A rendering showing a cone of bright light projecting from the ceiling of a vaulted room, with two small human silhouettes illuminated on the floor. Courtesy Illuminate

Grace Cathedral—the episcopal church atop Nob Hill, famed for its labyrinths, Gothic grandeur, soaring ceilings, and gargoyles—is already one San Francisco’s most emotionally moving buildings. But starting in October, public art group Illuminate SF will juice its appeal with a new light-and-sound art installation by Berkeley artist George Zisiadis.

The work, titled Grace Light, goes on display October 21 and will be free to the public. An announcement about the new piece describes Zisiadis’s design in glowing terms: “Visitors look upward through a slight atmospheric haze and are enveloped in a 100-foot-tall shifting curtain of light. Visitors will lie down within the labyrinth or to stand just outside the light curtains and experience a 15-minute journey of synchronized light and sound.”

The artist hopes to “create a space for contemplation, self-discovery, and healing.”

Note that this is not a static piece; the cathedral plans two showings per night at 6:45 p.m. and 7:45 p.m., each lasting about 15 minutes and requiring ticketed entry.

Grace Light will actually be installed on October 7, but Wendy Norris or Norris Communications tells Curbed SF that Grace Cathedral’s busy schedule means the first showing won’t happen for two weeks after that.

Tickets are available through November 25, but Norris says the cathedral will schedule viewings into 2020.

To create the intended effect, Zisiadis employs a “30k-lumen projector.” A lumen is a unit of measure for the brightness of lights, with 30,000 lumens equivalent to about 187 100-watt light bulbs, or about 15 times the power of a standard indoor projector.

Illuminate SF is the same arts group behind the Bay Lights installation on the Bay Bridge, so this seems a natural development at another San Francisco landmark.

SF composer Gabriel Gold created the audio portion of Grace Light. Gold describes his work as “site-specific to acoustically resonant and ‘sacred spaces,’” which “[merges] the worlds of classical and modern composition with traditions of sacred music.”
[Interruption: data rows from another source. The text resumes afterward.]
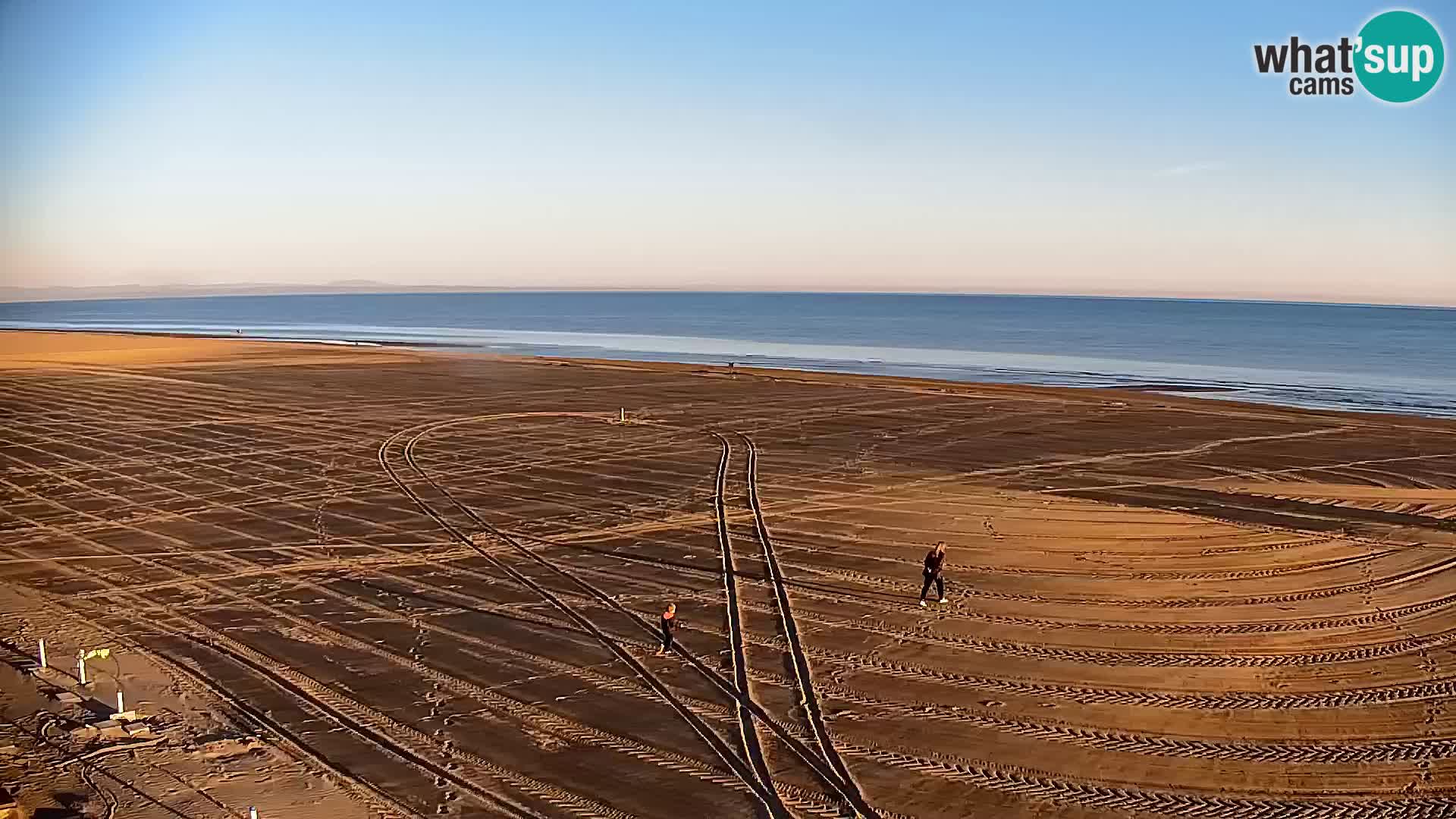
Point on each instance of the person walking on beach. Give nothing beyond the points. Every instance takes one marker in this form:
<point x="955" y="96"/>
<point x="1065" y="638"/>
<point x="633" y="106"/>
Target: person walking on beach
<point x="669" y="627"/>
<point x="934" y="561"/>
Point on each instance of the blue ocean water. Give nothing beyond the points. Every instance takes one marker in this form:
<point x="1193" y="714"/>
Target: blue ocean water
<point x="1323" y="356"/>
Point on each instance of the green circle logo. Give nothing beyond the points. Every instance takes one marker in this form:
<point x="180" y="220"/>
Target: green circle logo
<point x="1400" y="55"/>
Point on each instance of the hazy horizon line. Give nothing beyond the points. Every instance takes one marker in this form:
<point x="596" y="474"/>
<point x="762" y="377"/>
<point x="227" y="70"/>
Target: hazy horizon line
<point x="366" y="287"/>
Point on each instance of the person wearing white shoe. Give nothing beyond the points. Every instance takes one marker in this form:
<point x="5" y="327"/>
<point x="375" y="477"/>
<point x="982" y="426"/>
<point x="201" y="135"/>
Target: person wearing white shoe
<point x="934" y="563"/>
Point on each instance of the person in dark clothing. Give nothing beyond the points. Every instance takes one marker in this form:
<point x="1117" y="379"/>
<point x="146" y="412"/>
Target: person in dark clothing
<point x="934" y="561"/>
<point x="669" y="627"/>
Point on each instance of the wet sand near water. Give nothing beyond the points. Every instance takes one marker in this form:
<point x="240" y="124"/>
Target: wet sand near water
<point x="360" y="582"/>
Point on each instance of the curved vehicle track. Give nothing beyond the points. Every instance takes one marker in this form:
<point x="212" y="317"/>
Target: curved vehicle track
<point x="769" y="800"/>
<point x="802" y="673"/>
<point x="786" y="738"/>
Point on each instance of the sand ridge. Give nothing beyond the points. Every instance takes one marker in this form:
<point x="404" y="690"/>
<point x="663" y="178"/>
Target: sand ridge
<point x="435" y="580"/>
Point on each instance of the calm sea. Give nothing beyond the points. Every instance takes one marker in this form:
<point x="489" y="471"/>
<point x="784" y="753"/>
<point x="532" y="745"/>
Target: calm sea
<point x="1324" y="356"/>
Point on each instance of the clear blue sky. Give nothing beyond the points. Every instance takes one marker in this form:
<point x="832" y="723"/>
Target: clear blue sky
<point x="1017" y="148"/>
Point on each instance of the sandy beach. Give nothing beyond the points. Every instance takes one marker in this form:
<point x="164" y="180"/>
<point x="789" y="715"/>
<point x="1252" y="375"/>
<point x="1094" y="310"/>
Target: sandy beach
<point x="347" y="582"/>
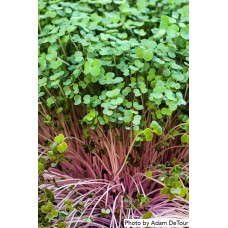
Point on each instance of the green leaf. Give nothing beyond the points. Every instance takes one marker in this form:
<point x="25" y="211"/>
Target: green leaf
<point x="175" y="191"/>
<point x="184" y="32"/>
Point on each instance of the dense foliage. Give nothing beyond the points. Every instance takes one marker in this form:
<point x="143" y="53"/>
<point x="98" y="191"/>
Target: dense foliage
<point x="113" y="105"/>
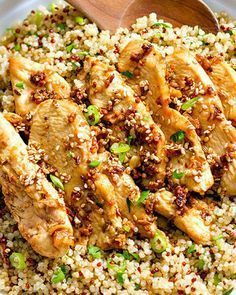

When it was first built in 1849, Grace Cathedral started out as “Grace Church,” the first of several houses of worship to bear the “Grace” name in the neighborhood.

After the 1906 earthquake destroyed the previous cathedral, the current building, designed by George Bodley, took decades to complete.

In 1911, the San Francisco Call dubbed the new Grace Cathedral “the most imposing church in the west” and compared it to the Parthenon in Athens, although the story acknowledged that at the time construction had barely begun.